Chief Grand Councillor
- In office 1851–1852
- Preceded by: Qi Junzao
- Succeeded by: Qi Junzao

Grand Councillor
- In office 9 September 1835 – 7 August 1837
- In office 31 January 1841 – 14 October 1852

Grand Secretary of the Wenhua Hall
- In office 21 February 1851 – 14 October 1852

Minister of Revenue
- In office 29 March 1845 – 1 February 1851 Serving with Qi Junzao (until 1850), Sun Ruizhen (since 1850)
- Preceded by: Jingzheng
- Succeeded by: Yucheng

Minister of Works
- In office 14 July 1841 – 29 March 1845 Serving with Liao Hongquan (until 1844), Chen Guanjun (1844–1845), Du Shoutian (since 1845)
- Preceded by: Jingzheng
- Succeeded by: Yucheng

Minister of Lifan Yuan
- In office 8 October 1838 – 14 July 1841
- Preceded by: Ujungge
- Succeeded by: Engui

lieutenant-general of Chahars
- In office 7 August 1837 – 8 October 1838
- Preceded by: Leshan
- Succeeded by: Buyantai

Personal details
- Born: Saišangga 1798
- Died: 1875 (aged 76–77) Beijing
- Spouse: Lady Fuca
- Relations: Imperial Noble Consort Gongsu (daughter) Chongqi (son) Empress Xiaozheyi (granddaughter)
- Parents: Jinghui (景煇) (father); Lady Janggiya (mother);
- Education: juren degree in the Mongolian Translation Examination (1816)
- Occupation: politician
- Clan name: Alut (阿魯特)
- Courtesy name: Heting (鶴汀)

Military service
- Allegiance: Qing dynasty
- Branch/service: Mongolian Plain Blue Banner
- Battles/wars: Taiping Rebellion

= Saišangga =

Qing dynasty politician (1798–1875)

Saišangga (ᠰᠠᡳ᠌ᡧᠠᠩᡤᠠ, 賽尚阿, 1798–1875), courtesy name Heting (鶴汀), was a Qing dynasty official and linguist from the Mongolian Alut clan and the Mongolian Plain Blue Banner. He was the father of Imperial Noble Consort Gongsu. His third son was Chongqi.

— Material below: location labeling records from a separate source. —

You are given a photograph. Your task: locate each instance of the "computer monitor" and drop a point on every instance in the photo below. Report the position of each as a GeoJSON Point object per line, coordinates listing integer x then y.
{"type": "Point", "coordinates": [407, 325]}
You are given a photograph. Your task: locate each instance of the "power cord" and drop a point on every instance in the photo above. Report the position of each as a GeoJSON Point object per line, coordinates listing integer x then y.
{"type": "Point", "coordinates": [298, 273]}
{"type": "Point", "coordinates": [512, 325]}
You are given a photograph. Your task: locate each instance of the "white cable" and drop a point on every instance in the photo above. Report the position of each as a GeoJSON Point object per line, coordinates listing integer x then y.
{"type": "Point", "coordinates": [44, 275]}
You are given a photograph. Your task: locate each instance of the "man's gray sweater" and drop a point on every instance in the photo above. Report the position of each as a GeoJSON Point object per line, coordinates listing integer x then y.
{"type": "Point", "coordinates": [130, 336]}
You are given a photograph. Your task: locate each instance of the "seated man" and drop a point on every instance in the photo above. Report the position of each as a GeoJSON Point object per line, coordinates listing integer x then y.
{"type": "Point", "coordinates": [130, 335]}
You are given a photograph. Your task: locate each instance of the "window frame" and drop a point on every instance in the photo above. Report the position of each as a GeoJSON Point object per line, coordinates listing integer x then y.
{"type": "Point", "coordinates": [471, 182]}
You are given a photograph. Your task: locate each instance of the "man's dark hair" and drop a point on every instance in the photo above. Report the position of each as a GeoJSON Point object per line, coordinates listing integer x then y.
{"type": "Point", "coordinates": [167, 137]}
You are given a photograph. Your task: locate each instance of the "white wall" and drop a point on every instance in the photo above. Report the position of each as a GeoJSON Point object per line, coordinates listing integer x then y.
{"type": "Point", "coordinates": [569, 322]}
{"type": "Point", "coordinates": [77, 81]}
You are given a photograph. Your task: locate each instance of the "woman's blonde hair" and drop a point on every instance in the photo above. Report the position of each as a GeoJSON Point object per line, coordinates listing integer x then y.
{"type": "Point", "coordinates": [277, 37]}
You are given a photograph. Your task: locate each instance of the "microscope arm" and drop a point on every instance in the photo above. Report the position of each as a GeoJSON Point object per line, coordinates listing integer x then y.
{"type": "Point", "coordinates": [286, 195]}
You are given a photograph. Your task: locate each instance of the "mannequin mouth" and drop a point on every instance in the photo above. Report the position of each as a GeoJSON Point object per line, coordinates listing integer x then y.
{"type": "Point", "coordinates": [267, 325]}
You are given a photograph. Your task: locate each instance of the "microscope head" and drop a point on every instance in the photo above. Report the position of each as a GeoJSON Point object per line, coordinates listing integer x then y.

Saišangga obtained juren degree in the Mongolian Translation Examination (蒙古繙譯) in 1816. The Translation Examination (繙譯科) was an imperial examination subject that only young Bannermen can participate in; the Mongolian Translation Examination required translating from Mongolian to Manchu. Influenced by his father Jinghui (景煇), whom was also a linguist, Saišangga was proficient in Manchu, Mongolian and Chinese. Therefore, he was highly valued by Daoguang and Xianfeng. He had served as Grand Councillor, Minister of Lifan Yuan, Minister of War, Minister of Works, Minister of Revenue, Minister of Personnel, Grand Secretary and other positions. During the First Opium War, he was twice sent to Tianjin to supervise the defense of the coast.

In the year 1851, Taiping Rebellion broke out in Guangxi. The provincial governor Zhou Tianjue (周天爵) and provincial military commander Xiang Rong were unable to suppress the rebellion. Saišangga was made in charge of military affairs in Guangxi to fight against the Taiping rebels, cooperating financially with Qishan. Accused of allowing the rebels to move from Guangxi to Hunan, he was dismissed and escorted to Beijing for trial.

In 1853, Saišangga was stripped of official position, imprisoned and waited for execution. However, Xianfeng Emperor pardoned him and exiled him to Zhili. In 1855, he was sent to serve at frontier military outposts (軍台效力). Soon after the Second Opium War broke out, he was recalled to the capital and ordered to train Chahar Mongolian soldiers. he was appointed the deputy lieutenant-general of the Mongolian Plain Red Banner (正紅旗蒙古副都統) in 1860. He died in 1875.